Fig. 3. — Lentivirus-mediated reexpression of TM in TM^−/− cells inhibits TNF-α-induced adhesion of HL-60 cells and HMBG1-induced platelet string formation on TM^−/− cells. (A) Cell surface levels of ICAM-1 and (B) E-selectin in WT, TM^−/−, and TM^match cells, treated with TNF-α (1 ng/mL) for 4 h, were measured by flow cytometry. TM^−/− cells were used as untreated controls. (C) Fold change in the adhesion of HL-60 cells on WT, TM^−/−, and TM^match cells, stimulated with TNF-α (1 ng/mL) for 4 h under flow conditions per field of the view (firmly adherent cells were quantified). (D) WT, TM^−/−, and TM^match cells were incubated with HMGB1 (20 nM) for 18 h and then 5-chloromethylfluorescein diacetate–labeled platelets were perfused in a flow chamber. Representative images showing platelet string formation captured on WT, TM^−/−, and TM^match cells. (Scale bar, 25μm.) (E) Quantitation was measured by counting the average number and length of strings per field in different groups. The average number of platelet strings per field was determined as ≥3 platelets aligned in the direction of the flow. Data are mean ± SEM (n = 3). One-way ANOVA: *P < 0.05.

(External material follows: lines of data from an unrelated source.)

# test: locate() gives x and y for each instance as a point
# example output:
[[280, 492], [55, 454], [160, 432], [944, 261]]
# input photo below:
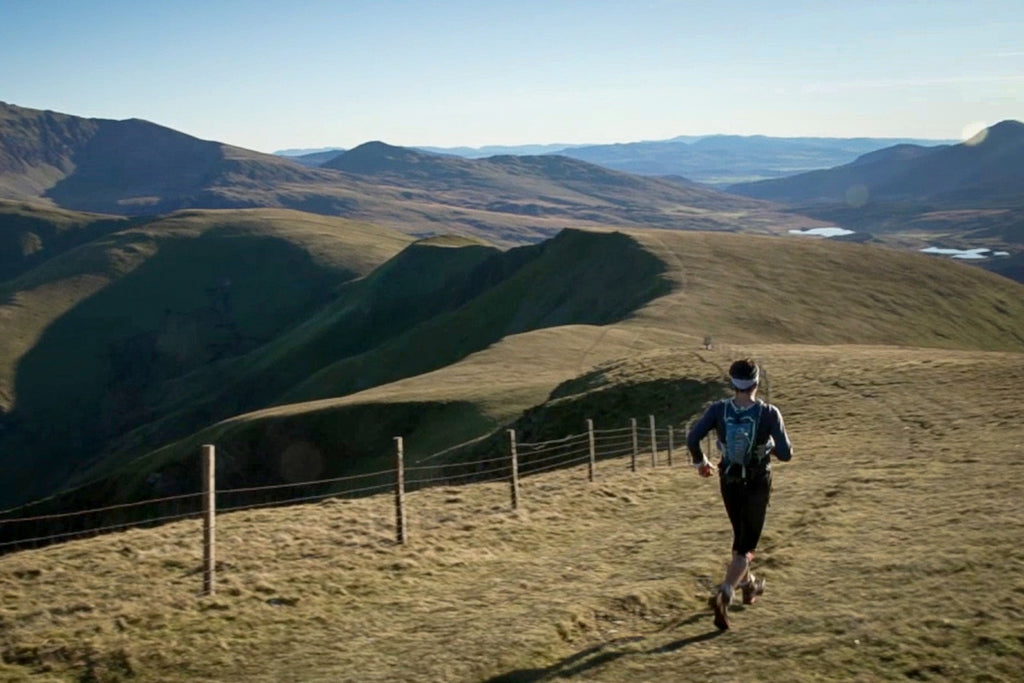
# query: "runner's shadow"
[[598, 655]]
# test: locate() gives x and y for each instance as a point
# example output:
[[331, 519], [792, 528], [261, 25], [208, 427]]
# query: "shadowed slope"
[[876, 551], [100, 328]]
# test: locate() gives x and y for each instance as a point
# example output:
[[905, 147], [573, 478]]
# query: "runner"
[[749, 432]]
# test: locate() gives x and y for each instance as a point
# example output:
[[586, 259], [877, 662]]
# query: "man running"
[[749, 431]]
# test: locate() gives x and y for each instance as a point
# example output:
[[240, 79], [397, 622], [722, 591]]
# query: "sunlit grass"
[[891, 551]]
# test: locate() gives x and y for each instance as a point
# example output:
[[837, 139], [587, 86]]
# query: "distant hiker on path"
[[749, 432]]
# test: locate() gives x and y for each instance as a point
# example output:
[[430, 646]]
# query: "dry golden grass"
[[892, 551]]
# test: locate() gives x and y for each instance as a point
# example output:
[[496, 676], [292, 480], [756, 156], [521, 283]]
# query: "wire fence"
[[454, 466]]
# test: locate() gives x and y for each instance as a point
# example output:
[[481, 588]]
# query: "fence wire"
[[534, 457]]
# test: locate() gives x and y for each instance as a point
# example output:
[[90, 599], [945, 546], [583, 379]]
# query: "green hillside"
[[32, 232], [97, 331], [884, 560], [495, 339]]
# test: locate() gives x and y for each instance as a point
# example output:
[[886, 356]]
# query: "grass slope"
[[98, 328], [739, 290], [891, 552], [139, 168]]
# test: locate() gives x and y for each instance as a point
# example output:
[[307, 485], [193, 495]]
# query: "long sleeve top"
[[770, 426]]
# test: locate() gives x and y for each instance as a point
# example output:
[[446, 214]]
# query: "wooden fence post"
[[653, 441], [636, 446], [593, 455], [209, 520], [515, 471], [399, 492], [671, 439]]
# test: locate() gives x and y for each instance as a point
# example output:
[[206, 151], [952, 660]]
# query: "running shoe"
[[720, 603], [752, 589]]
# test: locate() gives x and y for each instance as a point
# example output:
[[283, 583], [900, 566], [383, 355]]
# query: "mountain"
[[136, 168], [985, 169], [724, 160], [963, 197], [711, 160], [263, 329], [93, 333], [129, 167]]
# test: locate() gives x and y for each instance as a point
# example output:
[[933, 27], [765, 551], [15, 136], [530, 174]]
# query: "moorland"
[[270, 308]]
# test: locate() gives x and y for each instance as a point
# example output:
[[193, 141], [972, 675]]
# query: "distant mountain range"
[[988, 168], [138, 168], [905, 195], [157, 289], [966, 196], [712, 160]]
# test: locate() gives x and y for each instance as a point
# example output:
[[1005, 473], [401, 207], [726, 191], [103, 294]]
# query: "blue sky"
[[268, 75]]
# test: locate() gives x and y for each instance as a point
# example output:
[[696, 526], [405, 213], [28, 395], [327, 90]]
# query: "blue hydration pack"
[[740, 435]]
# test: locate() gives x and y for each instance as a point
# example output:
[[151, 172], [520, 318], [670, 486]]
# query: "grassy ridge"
[[100, 327], [738, 289], [889, 545]]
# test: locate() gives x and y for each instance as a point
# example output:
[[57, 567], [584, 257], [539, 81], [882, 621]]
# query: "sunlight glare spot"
[[974, 132], [856, 196]]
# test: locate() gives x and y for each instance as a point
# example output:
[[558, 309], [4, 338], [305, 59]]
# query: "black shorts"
[[747, 503]]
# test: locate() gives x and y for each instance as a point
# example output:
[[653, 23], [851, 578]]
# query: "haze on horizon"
[[308, 74]]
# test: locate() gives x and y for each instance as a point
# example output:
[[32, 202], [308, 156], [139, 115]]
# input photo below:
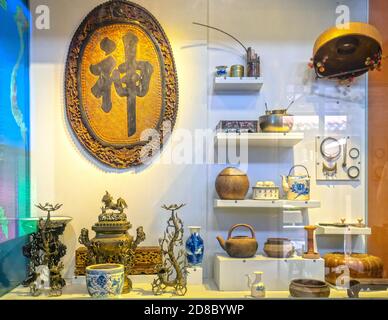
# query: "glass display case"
[[195, 149]]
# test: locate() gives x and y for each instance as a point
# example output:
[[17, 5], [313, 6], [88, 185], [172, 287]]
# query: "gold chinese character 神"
[[121, 83], [131, 79]]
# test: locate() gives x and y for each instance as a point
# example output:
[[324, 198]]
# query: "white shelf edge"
[[326, 230], [238, 84], [262, 139], [281, 204]]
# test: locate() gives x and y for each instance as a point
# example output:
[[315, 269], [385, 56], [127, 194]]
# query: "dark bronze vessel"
[[112, 243]]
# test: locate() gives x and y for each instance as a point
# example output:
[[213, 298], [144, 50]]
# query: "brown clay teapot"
[[240, 246]]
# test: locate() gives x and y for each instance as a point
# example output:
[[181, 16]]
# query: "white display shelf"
[[282, 204], [262, 139], [324, 230], [238, 84], [277, 273]]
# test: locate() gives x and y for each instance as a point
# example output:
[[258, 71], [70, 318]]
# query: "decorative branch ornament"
[[173, 272]]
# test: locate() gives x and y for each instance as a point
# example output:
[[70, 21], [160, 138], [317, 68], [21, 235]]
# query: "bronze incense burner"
[[112, 243]]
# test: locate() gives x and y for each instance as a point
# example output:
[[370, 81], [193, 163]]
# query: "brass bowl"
[[276, 121], [232, 184]]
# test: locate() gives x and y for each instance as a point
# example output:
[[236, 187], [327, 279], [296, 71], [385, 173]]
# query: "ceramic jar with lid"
[[232, 184]]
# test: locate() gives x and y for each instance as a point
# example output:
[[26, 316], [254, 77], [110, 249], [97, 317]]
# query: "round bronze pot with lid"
[[348, 50], [279, 248], [239, 246], [232, 184]]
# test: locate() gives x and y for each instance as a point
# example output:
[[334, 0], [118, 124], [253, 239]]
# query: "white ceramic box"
[[230, 273]]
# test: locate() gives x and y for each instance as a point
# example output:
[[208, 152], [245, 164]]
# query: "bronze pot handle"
[[300, 166], [241, 225]]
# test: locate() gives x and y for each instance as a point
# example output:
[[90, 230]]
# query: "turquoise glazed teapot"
[[297, 187]]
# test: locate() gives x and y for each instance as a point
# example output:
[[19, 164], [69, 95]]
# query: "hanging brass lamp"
[[347, 51]]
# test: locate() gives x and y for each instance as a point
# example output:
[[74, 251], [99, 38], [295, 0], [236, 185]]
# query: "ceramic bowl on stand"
[[105, 280], [309, 288]]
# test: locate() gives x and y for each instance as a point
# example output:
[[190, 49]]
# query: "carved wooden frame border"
[[111, 12]]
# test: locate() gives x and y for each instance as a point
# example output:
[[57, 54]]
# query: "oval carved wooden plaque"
[[120, 82]]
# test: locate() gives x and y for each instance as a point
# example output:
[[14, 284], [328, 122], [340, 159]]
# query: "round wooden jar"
[[361, 266], [232, 184]]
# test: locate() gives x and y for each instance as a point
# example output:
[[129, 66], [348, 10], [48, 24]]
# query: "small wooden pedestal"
[[311, 254]]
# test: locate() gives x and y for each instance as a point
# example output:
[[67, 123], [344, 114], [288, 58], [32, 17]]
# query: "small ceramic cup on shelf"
[[194, 247], [105, 280]]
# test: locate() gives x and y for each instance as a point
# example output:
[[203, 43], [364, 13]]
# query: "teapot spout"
[[221, 242], [285, 185]]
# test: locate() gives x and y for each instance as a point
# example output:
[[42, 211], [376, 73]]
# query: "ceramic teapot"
[[297, 187], [239, 246]]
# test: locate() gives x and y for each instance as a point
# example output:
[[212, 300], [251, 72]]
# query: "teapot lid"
[[231, 171]]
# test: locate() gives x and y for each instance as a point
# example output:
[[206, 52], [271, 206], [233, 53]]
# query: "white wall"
[[283, 32]]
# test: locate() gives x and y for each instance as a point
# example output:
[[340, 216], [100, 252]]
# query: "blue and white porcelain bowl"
[[105, 280]]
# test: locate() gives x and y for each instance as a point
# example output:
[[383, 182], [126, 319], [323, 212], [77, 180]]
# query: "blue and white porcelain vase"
[[105, 280], [194, 247]]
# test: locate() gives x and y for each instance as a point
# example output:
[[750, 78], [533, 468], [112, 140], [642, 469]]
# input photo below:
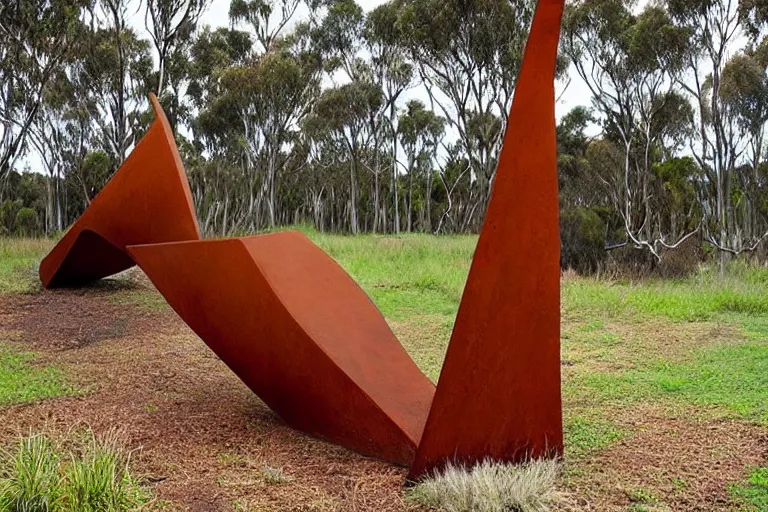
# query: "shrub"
[[582, 238], [95, 478], [490, 487], [29, 478]]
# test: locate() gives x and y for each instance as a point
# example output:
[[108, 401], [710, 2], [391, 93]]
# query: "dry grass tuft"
[[491, 487]]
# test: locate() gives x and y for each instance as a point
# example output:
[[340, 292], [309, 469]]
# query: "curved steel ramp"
[[147, 201], [304, 337], [292, 324]]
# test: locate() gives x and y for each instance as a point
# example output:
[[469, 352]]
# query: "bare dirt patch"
[[668, 463], [209, 444], [206, 441]]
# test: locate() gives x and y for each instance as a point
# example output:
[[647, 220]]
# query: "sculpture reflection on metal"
[[306, 339]]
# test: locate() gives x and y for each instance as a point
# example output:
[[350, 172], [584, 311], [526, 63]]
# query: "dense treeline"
[[391, 120]]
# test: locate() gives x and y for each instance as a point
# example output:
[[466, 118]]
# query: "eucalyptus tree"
[[216, 127], [420, 132], [389, 68], [715, 27], [744, 95], [631, 64], [271, 97], [117, 67], [341, 117], [468, 55], [35, 37], [170, 24], [267, 19]]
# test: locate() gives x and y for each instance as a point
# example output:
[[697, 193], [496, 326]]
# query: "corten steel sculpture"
[[498, 396], [306, 339], [147, 201], [301, 334]]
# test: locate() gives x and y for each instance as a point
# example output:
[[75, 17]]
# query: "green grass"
[[19, 258], [21, 381], [407, 275], [731, 377], [753, 495], [585, 435], [702, 297]]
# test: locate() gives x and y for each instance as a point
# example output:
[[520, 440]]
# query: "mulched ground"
[[205, 439]]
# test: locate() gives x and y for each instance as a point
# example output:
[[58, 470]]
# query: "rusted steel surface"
[[147, 201], [292, 324], [498, 396]]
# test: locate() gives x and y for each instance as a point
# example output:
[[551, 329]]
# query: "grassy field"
[[645, 363]]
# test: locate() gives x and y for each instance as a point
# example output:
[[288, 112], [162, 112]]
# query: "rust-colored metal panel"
[[301, 334], [498, 396], [147, 201]]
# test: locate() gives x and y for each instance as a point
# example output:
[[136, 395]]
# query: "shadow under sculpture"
[[300, 333]]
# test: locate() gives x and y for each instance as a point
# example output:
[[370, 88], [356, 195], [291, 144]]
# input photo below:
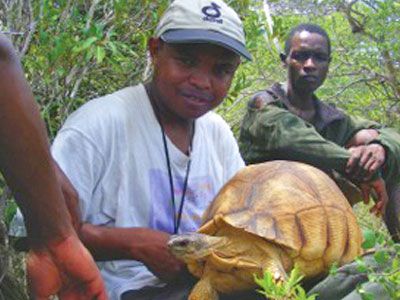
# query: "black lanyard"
[[177, 217]]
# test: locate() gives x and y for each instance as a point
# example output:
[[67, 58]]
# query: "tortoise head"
[[189, 246]]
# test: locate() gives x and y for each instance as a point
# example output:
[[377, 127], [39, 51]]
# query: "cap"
[[203, 21]]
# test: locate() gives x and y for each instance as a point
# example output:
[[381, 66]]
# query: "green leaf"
[[361, 266], [100, 54], [369, 239], [381, 257]]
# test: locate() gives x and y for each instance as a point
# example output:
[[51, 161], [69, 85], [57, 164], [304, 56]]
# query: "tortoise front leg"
[[203, 290]]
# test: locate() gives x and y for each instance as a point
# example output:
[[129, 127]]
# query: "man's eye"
[[187, 61], [302, 56], [321, 57]]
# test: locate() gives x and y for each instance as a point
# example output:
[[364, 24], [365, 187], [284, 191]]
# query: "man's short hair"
[[312, 28]]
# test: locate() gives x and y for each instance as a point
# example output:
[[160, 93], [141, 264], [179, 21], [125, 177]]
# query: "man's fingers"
[[365, 191]]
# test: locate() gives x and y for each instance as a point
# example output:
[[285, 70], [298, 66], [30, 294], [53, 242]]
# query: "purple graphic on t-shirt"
[[199, 194]]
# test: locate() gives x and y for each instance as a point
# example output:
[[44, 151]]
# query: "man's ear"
[[283, 57], [153, 45]]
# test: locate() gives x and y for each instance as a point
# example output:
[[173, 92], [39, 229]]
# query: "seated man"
[[287, 121], [57, 263], [147, 160]]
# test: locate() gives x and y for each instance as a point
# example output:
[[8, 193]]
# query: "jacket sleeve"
[[390, 140], [274, 133]]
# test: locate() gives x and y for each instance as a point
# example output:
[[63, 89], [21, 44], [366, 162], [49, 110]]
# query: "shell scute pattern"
[[292, 205]]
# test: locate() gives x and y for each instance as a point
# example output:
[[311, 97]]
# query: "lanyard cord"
[[177, 218]]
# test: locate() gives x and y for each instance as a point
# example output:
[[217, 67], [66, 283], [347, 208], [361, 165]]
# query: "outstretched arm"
[[275, 133], [58, 263]]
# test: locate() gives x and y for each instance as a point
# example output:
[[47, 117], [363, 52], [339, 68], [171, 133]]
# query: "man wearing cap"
[[147, 160]]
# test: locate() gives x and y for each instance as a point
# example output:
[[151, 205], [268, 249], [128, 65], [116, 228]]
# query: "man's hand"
[[379, 188], [64, 268], [156, 256], [365, 161]]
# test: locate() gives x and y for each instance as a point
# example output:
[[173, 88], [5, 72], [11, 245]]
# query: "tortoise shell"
[[293, 205]]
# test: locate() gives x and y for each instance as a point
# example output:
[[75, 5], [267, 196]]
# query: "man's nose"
[[201, 79], [309, 63]]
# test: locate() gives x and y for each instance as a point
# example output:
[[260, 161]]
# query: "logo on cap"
[[212, 13]]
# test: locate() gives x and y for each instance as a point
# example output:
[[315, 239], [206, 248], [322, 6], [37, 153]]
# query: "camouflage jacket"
[[270, 131]]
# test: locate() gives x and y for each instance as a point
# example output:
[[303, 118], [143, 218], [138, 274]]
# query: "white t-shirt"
[[112, 151]]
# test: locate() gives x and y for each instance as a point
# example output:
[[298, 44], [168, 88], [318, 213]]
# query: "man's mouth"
[[310, 78]]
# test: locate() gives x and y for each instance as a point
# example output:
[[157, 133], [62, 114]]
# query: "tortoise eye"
[[183, 243]]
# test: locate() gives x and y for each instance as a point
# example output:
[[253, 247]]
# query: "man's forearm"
[[114, 243], [25, 159]]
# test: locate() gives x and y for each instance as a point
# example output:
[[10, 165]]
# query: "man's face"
[[307, 62], [191, 79]]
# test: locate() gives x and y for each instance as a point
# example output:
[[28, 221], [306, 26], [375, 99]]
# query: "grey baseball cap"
[[203, 21]]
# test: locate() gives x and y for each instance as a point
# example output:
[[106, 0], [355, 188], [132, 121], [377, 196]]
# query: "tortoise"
[[269, 217]]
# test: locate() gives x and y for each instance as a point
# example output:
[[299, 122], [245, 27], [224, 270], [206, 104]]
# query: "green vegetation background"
[[74, 51]]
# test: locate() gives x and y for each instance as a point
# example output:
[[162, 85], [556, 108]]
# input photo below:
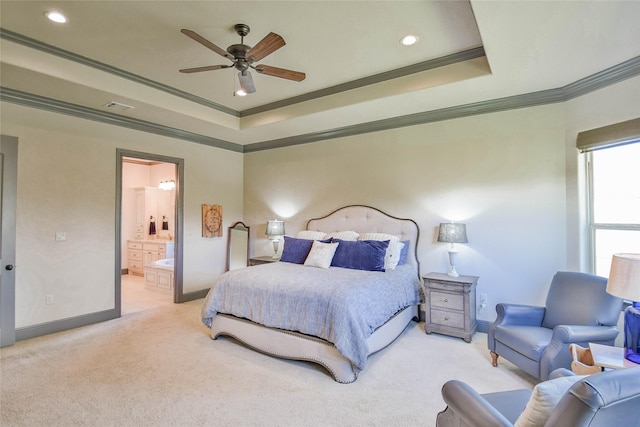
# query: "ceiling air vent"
[[118, 106]]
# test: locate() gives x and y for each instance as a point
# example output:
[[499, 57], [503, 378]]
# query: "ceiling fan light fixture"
[[55, 16], [409, 40]]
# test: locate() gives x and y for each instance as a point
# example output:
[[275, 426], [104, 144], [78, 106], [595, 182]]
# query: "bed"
[[335, 317]]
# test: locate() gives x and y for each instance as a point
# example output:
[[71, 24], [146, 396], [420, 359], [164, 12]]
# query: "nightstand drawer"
[[448, 318], [446, 300]]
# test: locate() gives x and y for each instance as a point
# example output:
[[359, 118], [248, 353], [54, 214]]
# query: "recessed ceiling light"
[[56, 17], [409, 40]]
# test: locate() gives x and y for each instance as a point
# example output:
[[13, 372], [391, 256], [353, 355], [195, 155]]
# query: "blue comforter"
[[340, 305]]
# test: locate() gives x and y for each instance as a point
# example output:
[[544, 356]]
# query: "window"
[[614, 208]]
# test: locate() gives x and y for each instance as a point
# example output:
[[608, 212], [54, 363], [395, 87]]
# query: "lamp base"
[[632, 332], [275, 248], [452, 262]]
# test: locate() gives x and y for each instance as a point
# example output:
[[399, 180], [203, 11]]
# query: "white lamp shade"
[[452, 233], [624, 277], [275, 228]]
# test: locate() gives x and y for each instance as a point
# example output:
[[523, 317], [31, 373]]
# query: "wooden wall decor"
[[211, 221]]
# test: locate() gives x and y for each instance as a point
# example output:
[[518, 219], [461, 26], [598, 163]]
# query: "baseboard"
[[483, 325], [64, 324]]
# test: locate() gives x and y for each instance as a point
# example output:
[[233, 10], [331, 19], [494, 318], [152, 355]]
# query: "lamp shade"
[[275, 228], [624, 277], [452, 233]]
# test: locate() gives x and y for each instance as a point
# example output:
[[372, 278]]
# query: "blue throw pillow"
[[360, 255], [296, 250], [404, 252]]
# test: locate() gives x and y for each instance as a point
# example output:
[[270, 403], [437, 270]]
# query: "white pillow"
[[321, 254], [392, 256], [311, 235], [351, 236], [543, 400]]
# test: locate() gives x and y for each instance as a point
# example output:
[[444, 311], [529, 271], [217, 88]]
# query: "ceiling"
[[356, 70]]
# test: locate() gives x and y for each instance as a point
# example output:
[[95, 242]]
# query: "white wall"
[[510, 176], [66, 182]]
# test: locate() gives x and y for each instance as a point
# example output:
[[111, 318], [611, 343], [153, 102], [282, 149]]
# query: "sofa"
[[606, 399]]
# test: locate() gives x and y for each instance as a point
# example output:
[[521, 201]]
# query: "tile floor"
[[135, 297]]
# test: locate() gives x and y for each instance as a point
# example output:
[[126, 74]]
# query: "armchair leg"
[[494, 358]]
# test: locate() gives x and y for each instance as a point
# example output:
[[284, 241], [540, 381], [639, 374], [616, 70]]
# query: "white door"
[[8, 185]]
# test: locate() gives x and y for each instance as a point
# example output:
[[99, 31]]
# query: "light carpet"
[[160, 368]]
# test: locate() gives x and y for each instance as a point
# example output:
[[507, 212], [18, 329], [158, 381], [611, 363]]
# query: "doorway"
[[148, 231], [8, 189]]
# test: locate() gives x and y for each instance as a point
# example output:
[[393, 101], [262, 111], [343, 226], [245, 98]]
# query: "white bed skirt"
[[296, 346]]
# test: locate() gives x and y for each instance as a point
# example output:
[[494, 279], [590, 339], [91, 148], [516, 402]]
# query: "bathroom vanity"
[[143, 252]]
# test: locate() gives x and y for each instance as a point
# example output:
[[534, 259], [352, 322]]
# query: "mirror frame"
[[240, 226]]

Increased VWF Expression and Release Are Responsible for Platelet String Formation in TM^−/− Cells.

Platelet string formation occurs on endothelial cells only upon release of high-molecular-weight VWF molecules (17, 18). Increased platelet–endothelial interactions prompted us to determine whether TM^−/− cells constitutively secrete or synthesize VWF that resulted in increased platelet string formation. Hence, supernatants from both WT and TM^−/− cells were collected and analyzed for VWF secretion by enzyme-linked immunosorbent assay (ELISA). Surprisingly, there was a dramatic increase in the basal level of VWF release from TM^−/− cells compared to WT cells (Fig. 4A). Increased VWF release was also detected in supernatants of the heterozygous TM^+/− cells, the extent of which was almost half of that observed with the homozygous TM^−/− cell (Fig. 4A). Analysis of VWF particles in wild-type and TM^−/− cells by confocal imaging revealed an increased stochastic expression of VWF in TM^−/− cells (SI Appendix, Fig. S4B). Furthermore, analysis of a single cell at a higher magnification and a subsequent three-dimensional surface plot of VWF particles in the cell cytoplasm indicated a uniform distribution and thickness for VWF particles in wild-type cells but an increase in both the number and size of the VWF particles in TM^−/− cells (Fig. 4B). Results of Western blotting and real-time RT-PCR indicated that TM deficiency increases both protein (Fig. 4 C and D) and messenger ribonucleic acid (mRNA) transcript levels of VWF (Fig. 4E).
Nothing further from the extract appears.